A nova norma define que a alimentação forçada envolve qualquer técnica, seja mecânica ou manual, que obrigue o animal a ingerir alimentos ou suplementos alimentares além de seus limites naturais. O texto especifica que este processo pode ser realizado com o uso de diferentes equipamentos que despejam o alimento diretamente na garganta, esôfago, papo ou estômago do animal.
A decisão de sancionar a lei foi recebida por grupos de defesa dos direitos dos animais como um avanço significativo na proteção e bem-estar animal. A prática da alimentação forçada é amplamente criticada por organizações que lutam contra a crueldade animal, que argumentam que essa técnica causa sofrimento e danos à saúde dos animais envolvidos.
Com a nova legislação, o Brasil se alinha a outros países que já proíbem a produção e comercialização de foie gras, refletindo uma crescente preocupação global com as práticas de bem-estar animal na indústria alimentícia.

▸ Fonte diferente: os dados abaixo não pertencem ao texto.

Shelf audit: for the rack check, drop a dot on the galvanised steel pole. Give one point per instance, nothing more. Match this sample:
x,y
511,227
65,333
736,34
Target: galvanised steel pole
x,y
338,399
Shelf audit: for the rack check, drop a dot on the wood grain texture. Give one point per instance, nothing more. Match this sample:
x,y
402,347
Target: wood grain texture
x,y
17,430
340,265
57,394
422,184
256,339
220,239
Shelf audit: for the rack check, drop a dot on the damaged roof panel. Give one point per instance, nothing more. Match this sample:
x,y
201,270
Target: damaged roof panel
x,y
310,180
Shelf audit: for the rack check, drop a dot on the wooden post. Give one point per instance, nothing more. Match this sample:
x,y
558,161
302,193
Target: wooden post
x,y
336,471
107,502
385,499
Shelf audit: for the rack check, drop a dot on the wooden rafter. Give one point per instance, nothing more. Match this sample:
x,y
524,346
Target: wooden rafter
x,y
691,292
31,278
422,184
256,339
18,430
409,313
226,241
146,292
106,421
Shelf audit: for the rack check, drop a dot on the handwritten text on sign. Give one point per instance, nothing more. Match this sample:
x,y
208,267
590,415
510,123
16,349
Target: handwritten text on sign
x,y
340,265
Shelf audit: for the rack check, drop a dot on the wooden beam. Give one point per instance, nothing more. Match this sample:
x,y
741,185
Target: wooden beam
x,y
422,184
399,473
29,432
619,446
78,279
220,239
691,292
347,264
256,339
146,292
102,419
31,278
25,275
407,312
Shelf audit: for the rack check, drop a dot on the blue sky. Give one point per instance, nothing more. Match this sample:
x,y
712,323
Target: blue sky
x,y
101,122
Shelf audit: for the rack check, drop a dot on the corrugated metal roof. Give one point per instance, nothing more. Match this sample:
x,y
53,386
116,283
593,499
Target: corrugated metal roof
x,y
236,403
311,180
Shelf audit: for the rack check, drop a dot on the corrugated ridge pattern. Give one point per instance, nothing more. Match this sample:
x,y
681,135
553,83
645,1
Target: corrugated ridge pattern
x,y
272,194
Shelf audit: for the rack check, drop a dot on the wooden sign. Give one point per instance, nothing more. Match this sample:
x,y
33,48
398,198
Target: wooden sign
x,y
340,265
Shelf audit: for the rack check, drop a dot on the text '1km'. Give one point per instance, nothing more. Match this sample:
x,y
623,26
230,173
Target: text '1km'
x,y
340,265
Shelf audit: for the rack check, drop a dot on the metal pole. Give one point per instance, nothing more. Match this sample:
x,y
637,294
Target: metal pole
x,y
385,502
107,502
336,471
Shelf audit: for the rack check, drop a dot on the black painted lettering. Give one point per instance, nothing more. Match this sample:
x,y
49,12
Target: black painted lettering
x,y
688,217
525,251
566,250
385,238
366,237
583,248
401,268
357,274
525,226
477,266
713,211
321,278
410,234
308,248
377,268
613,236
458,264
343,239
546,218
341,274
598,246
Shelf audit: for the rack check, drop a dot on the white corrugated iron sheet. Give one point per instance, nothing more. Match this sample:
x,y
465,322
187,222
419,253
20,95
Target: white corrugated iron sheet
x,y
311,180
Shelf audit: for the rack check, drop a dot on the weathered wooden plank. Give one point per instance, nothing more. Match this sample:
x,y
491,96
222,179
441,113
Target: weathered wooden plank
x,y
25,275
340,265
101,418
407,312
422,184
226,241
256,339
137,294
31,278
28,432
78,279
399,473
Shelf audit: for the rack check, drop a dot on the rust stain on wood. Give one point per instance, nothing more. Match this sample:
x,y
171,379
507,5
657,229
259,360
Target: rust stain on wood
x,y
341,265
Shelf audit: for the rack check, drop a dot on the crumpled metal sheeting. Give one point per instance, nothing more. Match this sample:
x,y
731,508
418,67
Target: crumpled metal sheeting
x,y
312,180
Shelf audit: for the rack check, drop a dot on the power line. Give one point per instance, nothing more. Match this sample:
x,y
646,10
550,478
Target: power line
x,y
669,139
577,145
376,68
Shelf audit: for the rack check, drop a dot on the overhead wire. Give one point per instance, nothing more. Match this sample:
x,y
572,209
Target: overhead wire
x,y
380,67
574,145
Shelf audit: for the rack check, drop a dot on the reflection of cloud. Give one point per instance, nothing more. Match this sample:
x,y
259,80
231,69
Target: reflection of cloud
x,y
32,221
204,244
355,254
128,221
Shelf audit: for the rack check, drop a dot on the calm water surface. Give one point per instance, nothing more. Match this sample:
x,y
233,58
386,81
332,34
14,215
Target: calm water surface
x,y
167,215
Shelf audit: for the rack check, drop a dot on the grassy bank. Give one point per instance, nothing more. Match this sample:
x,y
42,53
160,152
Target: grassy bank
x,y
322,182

A expectativa é que a lei ajude a promover métodos de produção mais éticos e sustentáveis no setor agropecuário.
A lei 15.475 se junta a um conjunto de regulamentações que visam proteger os direitos dos animais no Brasil, e sua implementação será acompanhada de perto por ativistas e organizações dedicadas à causa animal. As sanções para aqueles que descumprirem a norma ainda precisam ser estabelecidas, mas a expectativa é que haja um rigor no cumprimento da nova legislação.